Certains d’entre eux y greffent des événements “pop up”, soit des journées de festival distinctes permettant d’isoler une ou deux têtes d’affiche particulièrement rassembleuses, comme le fait Rock Werchter avec ses éditions “Classic” et “Boutique”. Mais cette évolution organique et prévisible d’un point de vue commercial, n’est que la pointe de l’iceberg d’un secteur à l’expansion vertigineuse.
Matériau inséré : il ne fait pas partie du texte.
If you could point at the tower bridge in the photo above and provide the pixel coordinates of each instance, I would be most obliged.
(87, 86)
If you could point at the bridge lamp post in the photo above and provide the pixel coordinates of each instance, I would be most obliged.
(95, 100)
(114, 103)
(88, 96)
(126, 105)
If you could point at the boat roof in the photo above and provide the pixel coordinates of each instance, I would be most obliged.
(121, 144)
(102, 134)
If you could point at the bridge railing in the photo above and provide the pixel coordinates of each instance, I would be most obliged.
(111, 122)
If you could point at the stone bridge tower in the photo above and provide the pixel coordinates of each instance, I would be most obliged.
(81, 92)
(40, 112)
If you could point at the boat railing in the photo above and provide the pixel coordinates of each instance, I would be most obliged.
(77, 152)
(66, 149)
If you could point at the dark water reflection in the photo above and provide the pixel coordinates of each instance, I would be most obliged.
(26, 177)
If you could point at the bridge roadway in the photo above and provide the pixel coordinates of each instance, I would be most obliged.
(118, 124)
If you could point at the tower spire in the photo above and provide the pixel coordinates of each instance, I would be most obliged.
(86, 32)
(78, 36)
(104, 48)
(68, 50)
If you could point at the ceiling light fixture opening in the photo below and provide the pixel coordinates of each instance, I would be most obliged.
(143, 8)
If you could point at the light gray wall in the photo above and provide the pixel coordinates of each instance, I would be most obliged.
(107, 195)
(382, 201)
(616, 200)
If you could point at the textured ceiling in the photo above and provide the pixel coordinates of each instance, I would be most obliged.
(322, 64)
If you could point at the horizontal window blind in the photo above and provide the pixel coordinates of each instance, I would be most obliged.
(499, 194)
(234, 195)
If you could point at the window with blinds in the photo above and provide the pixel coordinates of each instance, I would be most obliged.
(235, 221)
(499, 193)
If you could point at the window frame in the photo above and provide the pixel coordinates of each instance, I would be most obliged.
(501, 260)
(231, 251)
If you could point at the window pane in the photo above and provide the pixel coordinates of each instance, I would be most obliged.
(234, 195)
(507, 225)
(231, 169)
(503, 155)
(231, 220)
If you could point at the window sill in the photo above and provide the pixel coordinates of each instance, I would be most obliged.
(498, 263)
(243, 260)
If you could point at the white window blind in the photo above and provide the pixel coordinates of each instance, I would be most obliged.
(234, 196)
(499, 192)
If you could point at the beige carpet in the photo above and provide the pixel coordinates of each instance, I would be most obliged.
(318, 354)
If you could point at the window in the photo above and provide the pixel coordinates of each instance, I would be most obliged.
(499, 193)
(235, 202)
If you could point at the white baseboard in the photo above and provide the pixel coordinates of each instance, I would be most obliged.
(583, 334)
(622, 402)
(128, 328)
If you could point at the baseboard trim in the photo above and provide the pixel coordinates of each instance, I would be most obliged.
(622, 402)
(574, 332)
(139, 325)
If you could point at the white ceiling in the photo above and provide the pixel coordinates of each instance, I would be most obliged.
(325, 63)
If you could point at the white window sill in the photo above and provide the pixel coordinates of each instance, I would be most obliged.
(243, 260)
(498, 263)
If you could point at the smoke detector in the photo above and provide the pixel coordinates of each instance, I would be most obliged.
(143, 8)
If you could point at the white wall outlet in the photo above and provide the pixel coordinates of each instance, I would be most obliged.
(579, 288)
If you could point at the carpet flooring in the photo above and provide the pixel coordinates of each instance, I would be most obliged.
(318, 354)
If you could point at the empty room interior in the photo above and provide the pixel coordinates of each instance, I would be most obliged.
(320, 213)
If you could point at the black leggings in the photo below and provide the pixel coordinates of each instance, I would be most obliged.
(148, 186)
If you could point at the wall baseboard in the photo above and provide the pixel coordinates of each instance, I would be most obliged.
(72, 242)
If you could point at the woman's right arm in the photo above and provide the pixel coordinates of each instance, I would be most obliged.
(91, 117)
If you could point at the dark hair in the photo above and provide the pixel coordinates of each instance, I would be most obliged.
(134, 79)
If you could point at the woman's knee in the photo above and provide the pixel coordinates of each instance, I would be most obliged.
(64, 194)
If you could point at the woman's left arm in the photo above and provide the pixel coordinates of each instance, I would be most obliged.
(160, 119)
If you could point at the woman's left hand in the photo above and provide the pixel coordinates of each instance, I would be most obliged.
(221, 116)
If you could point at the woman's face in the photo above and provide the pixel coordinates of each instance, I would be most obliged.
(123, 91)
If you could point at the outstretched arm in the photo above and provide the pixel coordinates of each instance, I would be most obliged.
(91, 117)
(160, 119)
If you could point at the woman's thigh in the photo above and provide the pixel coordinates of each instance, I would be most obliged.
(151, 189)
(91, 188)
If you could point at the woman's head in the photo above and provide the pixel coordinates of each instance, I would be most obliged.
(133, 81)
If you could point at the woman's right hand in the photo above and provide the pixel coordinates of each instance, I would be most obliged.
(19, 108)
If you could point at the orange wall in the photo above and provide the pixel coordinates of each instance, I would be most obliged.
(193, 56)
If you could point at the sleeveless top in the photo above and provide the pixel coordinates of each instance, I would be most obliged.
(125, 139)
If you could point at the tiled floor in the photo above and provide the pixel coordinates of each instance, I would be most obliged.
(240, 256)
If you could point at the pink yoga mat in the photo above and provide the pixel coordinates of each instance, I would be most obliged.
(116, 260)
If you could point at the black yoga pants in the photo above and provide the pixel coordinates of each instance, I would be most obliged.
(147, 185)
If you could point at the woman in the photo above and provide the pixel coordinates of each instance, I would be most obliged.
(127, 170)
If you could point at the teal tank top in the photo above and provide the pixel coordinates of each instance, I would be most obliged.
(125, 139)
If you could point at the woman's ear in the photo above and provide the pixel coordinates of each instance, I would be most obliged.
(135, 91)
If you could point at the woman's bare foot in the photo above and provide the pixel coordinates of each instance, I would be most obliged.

Outre ses deux week-ends belges, Tomorrowland se délocalise désormais au Brésil et dans les montagnes françaises de l’Alpe d’Huez. Le très tendance et surcoté festival américain de Coachella reproduit son affiche à l’identique, deux week-ends successifs, après avoir échoué à le décliner dans d’autres États américains. Et il y a plus impressionnant. Conçu en 2001 comme un événement alternatif dévolu à l’indie rock au cœur de Barcelone, le festival Primavera Sound s’est offert un petit frère à Porto (Portugal) en 2012, puis d’autres à Santiago (Chili), Buenos Aires (Argentine), Sao Paulo (Brésil) et Los Angeles (États-Unis) en 2022.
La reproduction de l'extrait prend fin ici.